El actor principal de esta trágica comedia de escala mundial es Donald Trump, cuya actuación estelar se concreta en el drama de la migración latinoamericana al norte, que equipara con una verdadera invasión de los malos, los victimarios, que van a degollar a unos inocentes y buenos norteamericanos, las víctimas. Quisiera expulsarlos a todos y no dejar entrar ni a uno más. El famoso muro es el símbolo de su obsesión. Es igualmente el drama de los árabes y africanos que huyen de la pobreza y la muerte y buscan refugio en una Europa que ha sido la gran responsable de una tragedia que ahora se empecina, salvo tímidos avances de Macron y Merkel y del papa, en desconocer esa responsabilidad y en posar de víctima de la invasión de los pobres y perseguidos que en su desespero se lanzan al Mediterráneo.
Pero más cerca de nosotros esa emocionalidad maniquea ha incidido negativamente en la comprensión y el abordaje sereno y realista tanto de la tragedia venezolana como de nuestra realidad, que permanece capturada por la lógica del conflicto, la permanencia de la violencia y de una polarización emocional y puramente política que no ayuda en nada a avanzar para transformar realidades. Centrémonos hoy en Venezuela. Pretender reducir su drama a una conspiración internacional en medio de un discurso antiimperialista puramente denunciatorio es tratar de tapar el sol con la mano, cuando su causa principal es otra, la debacle económica que padece y que sin duda será tema de estudio obligado en los próximos años. Imaginar que el mundo y la oposición venezolana le crean ahora a Maduro su disposición de buscar un acuerdo para salir de la crisis es olvidar cómo este ha usado las anteriores conversaciones para enfriar a la oposición y dividirla; basta con preguntarle al papa Francisco cómo le fue cuando buscó mediar en el conflicto. Duro decirlo, pero ya no se le puede creer a la palabra presidencial.

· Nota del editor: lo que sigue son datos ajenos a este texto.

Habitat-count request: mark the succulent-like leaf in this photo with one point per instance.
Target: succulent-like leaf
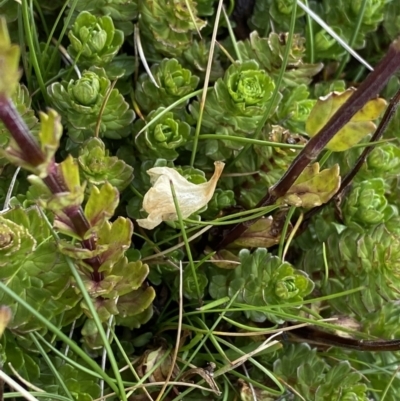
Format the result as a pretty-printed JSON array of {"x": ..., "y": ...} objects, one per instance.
[
  {"x": 173, "y": 82},
  {"x": 80, "y": 104},
  {"x": 269, "y": 51},
  {"x": 236, "y": 103},
  {"x": 100, "y": 206},
  {"x": 163, "y": 137},
  {"x": 366, "y": 204},
  {"x": 356, "y": 129},
  {"x": 262, "y": 279},
  {"x": 168, "y": 27},
  {"x": 94, "y": 40},
  {"x": 313, "y": 188},
  {"x": 22, "y": 102},
  {"x": 97, "y": 167}
]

El chavismo se concibió y estructuró a partir del binomio pueblo-Fuerzas Armadas; los procesos democráticos podrían acompañarlo, pero no sustituirlo. El fortalecimiento de esa alianza de sabor totalitario y no democrático ha sido la prioridad permanente del poder chavista y de su aliado principal, el gobierno cubano, para el cual, por lo demás, el derrumbe político en Caracas sería un verdadero huracán que lo pondría en gravísimos aprietos. El apoyo popular se está diluyendo rápidamente; la incógnita está en el campo de los militares quienes finalmente decidirán la suerte de un régimen en cuya trastienda se mueven los intereses geopolíticos y en menor grado económicos de Rusia, Norteamérica y China. Lo de Venezuela no es una pelea de buenos y malos y simplificarla permite esconder a los verdaderamente responsables e impedir que la verdad reluzca; los tapujos y tergiversaciones de la verdad acaban demolidos por la contundencia de los hechos. Se está en ese proceso.